Similar data for the entire US shows a slight decrease over the two-week interim. Data released on August 11 showed 11.2 percent of American renters were “not at all confident” about their ability to pay the next month’s rent. Data for all of the US released this week showed a slight improvement to only 10.8 percent of American renters so worried.

Likely, the positive trend for the entire US is partially due to the original the CDC eviction moratorium ending on July 31 and then a new moratorium (struck down today) being instituted on Aug. 2. So, during the second survey period, Aug. 4 to Aug. 16, many respondents likely believed there was an eviction moratorium in place. Previous respondents likely were worried about the July 31 end-date of the previous moratorium and all the press attention that end-date was getting.

In California, the state-level eviction moratorium ends on Sept. 30.

So in California, where there was no change in the state-level eviction moratorium from one survey period to the next, it seems highly likely that the key change from one survey period to the next was that the second survey period included when renters were seeing the terrible August 15 images of the Fall of Kabul, the last major city held by the US-backed government of Afghanistan to lose to the Taliban.

Such events can sometimes bring on a “Minsky Moment,” named for famed economist Hyman Minsky.

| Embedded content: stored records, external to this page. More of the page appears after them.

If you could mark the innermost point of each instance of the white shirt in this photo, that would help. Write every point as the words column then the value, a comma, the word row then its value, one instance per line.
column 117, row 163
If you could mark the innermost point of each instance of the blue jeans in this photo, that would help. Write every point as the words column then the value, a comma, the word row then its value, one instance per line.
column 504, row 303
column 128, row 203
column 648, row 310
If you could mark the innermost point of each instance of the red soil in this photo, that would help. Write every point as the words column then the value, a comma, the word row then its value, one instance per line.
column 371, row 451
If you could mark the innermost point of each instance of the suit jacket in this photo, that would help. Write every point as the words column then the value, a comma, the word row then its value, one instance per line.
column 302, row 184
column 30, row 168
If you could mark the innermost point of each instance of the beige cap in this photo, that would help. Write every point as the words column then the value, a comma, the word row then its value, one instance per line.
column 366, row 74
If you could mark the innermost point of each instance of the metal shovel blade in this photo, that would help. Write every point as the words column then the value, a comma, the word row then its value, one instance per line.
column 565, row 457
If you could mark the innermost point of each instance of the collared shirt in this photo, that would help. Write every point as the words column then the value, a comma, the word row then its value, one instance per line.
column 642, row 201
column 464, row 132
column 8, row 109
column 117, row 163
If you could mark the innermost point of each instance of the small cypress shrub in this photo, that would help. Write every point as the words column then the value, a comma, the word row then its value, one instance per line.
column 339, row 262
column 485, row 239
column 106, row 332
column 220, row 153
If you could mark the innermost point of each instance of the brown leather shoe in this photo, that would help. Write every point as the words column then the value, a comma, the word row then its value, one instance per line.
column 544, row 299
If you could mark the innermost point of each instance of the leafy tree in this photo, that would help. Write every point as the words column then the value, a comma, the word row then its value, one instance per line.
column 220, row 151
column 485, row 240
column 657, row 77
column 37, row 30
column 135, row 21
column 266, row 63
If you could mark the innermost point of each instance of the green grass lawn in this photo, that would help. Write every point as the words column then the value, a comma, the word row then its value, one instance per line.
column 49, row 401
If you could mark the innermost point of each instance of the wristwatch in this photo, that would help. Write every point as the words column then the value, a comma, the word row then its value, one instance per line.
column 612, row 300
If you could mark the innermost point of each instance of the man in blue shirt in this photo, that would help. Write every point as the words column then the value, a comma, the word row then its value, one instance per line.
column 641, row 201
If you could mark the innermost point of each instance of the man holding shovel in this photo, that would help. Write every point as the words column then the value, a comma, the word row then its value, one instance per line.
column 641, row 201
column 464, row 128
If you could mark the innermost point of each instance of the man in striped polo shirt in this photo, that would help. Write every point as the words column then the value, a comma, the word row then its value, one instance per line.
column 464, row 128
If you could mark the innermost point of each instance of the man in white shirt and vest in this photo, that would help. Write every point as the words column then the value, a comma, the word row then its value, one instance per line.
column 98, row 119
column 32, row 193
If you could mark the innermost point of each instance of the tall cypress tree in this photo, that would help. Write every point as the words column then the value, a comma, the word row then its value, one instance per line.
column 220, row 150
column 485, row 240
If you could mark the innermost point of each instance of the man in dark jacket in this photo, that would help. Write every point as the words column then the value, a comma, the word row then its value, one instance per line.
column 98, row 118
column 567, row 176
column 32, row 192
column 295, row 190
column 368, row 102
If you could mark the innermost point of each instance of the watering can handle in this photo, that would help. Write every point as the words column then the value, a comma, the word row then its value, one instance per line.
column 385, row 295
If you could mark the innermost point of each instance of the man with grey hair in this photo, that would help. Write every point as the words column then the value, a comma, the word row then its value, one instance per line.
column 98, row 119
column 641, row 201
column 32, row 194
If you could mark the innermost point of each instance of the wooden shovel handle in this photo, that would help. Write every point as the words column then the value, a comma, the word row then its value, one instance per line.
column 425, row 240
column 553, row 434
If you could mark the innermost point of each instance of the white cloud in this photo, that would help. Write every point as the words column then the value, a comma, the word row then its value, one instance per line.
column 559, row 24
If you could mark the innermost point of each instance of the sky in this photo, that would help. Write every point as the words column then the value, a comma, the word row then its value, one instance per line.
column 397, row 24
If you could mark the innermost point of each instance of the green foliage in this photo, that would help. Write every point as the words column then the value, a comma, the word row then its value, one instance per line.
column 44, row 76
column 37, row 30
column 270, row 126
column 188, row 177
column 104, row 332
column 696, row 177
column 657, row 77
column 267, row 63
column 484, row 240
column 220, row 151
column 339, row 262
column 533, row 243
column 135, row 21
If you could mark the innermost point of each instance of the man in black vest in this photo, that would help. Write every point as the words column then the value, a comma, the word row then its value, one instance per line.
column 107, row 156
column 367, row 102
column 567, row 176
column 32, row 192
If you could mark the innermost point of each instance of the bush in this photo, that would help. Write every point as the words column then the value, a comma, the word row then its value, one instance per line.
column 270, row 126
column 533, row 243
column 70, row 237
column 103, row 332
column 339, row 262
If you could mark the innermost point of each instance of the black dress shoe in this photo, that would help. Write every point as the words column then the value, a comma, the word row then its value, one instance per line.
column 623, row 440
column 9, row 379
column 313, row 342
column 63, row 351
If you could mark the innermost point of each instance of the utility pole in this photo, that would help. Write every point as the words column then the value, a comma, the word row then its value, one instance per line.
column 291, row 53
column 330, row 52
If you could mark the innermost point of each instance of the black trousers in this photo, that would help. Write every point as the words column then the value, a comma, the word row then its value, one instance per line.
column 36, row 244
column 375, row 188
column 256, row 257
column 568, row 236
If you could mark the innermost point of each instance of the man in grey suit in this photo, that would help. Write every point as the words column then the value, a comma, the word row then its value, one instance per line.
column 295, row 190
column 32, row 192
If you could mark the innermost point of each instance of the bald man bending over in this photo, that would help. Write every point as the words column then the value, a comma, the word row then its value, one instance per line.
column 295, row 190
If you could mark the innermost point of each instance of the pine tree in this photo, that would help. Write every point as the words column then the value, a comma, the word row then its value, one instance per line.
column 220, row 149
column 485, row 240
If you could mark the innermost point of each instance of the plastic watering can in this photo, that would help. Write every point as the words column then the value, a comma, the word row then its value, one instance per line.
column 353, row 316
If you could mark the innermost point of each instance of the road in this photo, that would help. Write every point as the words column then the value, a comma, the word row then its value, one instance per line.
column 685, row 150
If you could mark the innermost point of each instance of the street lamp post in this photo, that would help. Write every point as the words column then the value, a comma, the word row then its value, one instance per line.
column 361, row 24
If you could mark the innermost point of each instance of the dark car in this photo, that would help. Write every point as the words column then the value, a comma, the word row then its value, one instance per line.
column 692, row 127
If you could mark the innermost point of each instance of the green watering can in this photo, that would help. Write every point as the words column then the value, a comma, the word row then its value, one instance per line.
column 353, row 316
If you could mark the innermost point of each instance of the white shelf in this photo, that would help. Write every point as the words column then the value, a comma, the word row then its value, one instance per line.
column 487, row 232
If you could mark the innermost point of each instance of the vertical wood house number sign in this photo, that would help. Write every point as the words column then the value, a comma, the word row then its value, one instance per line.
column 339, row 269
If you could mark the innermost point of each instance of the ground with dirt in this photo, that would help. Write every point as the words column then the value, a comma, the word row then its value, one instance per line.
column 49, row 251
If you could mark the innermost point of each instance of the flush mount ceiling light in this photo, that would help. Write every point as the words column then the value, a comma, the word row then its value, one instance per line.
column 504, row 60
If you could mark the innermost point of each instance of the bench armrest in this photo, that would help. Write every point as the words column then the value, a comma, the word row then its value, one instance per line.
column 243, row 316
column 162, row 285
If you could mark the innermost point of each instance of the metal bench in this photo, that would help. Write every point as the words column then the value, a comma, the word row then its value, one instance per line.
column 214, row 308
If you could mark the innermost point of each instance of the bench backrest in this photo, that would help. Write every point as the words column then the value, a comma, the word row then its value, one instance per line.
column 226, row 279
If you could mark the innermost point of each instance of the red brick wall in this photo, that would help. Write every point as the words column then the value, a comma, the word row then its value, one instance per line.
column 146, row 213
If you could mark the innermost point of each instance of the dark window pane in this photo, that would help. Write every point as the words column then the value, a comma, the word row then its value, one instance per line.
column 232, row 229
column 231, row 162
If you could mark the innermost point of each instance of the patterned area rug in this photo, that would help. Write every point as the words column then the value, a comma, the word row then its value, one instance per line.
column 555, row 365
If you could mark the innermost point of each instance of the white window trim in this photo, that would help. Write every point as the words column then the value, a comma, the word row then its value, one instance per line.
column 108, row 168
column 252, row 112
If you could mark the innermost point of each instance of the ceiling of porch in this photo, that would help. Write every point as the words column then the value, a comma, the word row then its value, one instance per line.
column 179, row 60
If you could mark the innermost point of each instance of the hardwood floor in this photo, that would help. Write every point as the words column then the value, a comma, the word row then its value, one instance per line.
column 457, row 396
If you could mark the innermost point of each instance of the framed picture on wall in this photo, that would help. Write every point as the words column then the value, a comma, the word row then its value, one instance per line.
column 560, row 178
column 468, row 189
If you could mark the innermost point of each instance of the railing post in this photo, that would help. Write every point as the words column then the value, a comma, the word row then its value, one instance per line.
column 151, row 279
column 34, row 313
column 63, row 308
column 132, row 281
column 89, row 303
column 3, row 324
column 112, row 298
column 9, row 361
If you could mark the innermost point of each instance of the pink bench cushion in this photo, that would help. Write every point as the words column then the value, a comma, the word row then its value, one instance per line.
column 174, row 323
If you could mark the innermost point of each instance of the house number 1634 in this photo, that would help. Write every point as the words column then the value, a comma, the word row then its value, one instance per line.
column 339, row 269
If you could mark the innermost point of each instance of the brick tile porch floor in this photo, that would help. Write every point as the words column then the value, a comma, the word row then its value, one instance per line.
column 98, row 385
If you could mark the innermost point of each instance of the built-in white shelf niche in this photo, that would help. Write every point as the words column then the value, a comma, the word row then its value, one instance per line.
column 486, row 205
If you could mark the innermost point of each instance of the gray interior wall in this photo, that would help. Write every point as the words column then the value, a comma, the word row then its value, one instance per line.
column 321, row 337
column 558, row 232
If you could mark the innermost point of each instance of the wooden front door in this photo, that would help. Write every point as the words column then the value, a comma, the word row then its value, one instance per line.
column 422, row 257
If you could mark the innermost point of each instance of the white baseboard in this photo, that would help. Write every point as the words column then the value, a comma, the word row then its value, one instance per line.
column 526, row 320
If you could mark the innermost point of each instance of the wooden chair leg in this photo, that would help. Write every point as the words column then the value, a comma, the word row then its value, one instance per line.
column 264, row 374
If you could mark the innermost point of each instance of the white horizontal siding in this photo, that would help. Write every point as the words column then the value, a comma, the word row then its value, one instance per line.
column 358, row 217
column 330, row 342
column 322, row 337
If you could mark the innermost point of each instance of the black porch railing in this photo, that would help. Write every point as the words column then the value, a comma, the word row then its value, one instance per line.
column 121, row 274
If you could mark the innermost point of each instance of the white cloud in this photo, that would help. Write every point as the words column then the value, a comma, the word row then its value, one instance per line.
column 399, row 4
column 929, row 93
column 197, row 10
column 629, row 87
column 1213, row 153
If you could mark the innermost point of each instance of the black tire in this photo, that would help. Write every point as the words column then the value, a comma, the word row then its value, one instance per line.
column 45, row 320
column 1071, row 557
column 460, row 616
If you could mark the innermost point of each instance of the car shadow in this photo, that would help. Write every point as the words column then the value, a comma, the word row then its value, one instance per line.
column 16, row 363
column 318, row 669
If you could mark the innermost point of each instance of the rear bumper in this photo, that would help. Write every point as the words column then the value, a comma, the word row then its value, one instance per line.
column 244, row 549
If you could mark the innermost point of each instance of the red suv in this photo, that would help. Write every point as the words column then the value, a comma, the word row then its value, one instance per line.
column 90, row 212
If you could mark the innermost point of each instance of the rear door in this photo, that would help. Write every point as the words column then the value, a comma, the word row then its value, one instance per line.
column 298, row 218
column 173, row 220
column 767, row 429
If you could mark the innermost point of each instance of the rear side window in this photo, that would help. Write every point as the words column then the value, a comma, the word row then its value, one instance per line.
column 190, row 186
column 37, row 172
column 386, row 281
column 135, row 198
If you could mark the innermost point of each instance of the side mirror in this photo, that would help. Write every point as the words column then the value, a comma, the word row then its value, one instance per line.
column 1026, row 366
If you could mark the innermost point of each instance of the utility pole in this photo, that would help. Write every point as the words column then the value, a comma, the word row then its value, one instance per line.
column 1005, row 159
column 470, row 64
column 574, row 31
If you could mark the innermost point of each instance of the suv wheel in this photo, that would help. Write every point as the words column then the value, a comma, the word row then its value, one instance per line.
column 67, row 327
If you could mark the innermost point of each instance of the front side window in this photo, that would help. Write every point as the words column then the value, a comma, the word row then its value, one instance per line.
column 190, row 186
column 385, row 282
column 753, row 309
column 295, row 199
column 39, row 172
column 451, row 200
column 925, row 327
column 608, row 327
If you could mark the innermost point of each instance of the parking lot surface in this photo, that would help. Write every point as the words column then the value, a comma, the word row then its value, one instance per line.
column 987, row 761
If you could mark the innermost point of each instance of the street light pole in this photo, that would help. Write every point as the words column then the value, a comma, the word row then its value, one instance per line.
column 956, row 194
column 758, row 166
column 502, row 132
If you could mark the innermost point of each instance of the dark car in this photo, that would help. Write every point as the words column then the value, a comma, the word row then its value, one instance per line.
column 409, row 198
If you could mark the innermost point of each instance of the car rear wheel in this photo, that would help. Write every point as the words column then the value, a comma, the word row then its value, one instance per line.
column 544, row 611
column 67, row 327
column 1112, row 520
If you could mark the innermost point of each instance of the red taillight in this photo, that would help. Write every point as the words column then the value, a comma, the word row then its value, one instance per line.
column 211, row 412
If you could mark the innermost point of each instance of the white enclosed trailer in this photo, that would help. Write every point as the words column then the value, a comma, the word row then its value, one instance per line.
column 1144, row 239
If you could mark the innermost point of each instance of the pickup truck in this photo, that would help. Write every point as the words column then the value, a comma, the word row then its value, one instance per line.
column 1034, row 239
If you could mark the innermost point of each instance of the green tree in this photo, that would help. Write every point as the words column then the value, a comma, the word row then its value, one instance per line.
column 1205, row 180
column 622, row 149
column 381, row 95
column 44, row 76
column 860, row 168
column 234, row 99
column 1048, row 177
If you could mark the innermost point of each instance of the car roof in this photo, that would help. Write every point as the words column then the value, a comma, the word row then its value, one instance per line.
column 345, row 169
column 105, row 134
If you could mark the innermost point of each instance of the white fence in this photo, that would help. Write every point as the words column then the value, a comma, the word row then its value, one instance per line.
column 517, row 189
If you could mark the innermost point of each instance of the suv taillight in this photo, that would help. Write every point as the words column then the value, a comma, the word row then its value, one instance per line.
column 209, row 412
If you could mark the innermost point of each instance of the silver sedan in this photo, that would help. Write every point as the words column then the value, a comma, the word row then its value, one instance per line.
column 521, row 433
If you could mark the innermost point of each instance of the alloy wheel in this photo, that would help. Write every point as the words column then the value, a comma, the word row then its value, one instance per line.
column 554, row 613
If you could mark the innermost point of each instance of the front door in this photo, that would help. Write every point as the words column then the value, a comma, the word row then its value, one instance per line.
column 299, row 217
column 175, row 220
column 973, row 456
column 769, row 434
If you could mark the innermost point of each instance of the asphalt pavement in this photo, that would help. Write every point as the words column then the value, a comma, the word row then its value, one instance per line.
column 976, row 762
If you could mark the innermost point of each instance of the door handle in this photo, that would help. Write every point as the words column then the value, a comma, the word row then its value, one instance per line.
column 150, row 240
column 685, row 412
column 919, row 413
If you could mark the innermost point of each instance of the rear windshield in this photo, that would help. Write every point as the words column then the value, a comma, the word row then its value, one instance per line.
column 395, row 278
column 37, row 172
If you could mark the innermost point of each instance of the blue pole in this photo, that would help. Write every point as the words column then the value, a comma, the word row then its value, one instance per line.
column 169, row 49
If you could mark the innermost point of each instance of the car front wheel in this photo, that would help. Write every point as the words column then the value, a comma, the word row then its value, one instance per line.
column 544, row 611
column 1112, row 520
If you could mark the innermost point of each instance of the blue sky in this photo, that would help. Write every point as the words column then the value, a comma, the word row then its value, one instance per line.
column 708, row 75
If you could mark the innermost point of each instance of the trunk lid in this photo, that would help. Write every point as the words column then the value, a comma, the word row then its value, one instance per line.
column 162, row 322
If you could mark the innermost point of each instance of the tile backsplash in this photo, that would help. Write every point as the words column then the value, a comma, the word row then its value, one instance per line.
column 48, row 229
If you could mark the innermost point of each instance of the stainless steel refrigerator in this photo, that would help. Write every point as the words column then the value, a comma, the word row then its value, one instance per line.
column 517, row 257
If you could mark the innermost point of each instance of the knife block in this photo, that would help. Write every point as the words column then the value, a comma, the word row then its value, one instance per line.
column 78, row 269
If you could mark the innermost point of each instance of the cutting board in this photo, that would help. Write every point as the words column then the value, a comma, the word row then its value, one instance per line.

Money manager and economist Paul McCulley coined the term in 2009 to refer to an event so shocking to people’s confidence that it can cause individuals to reduce consumption and businesses to reduce investments.

With the recent news of a fall in consumer confidence nationally and Californian renters’ reduced confidence about their ability to pay rent, policy makers and others may have to work particularly hard to avoid further economic and financial concern.

The 4.1 million Californians in homes where the renter or mortgage-payer is “not at all confident” include 2.75 people in rented homes and 1.35 million in homes with a mortgage. In mid-2019 there were 39.5 million Californians, and the average household size in the state was 2.95 persons.

Tim Shaler is a professional investor and economist based in Southern California. He is a regular columnist for The Epoch Times, where he exclusively provides some of his original economic analysis.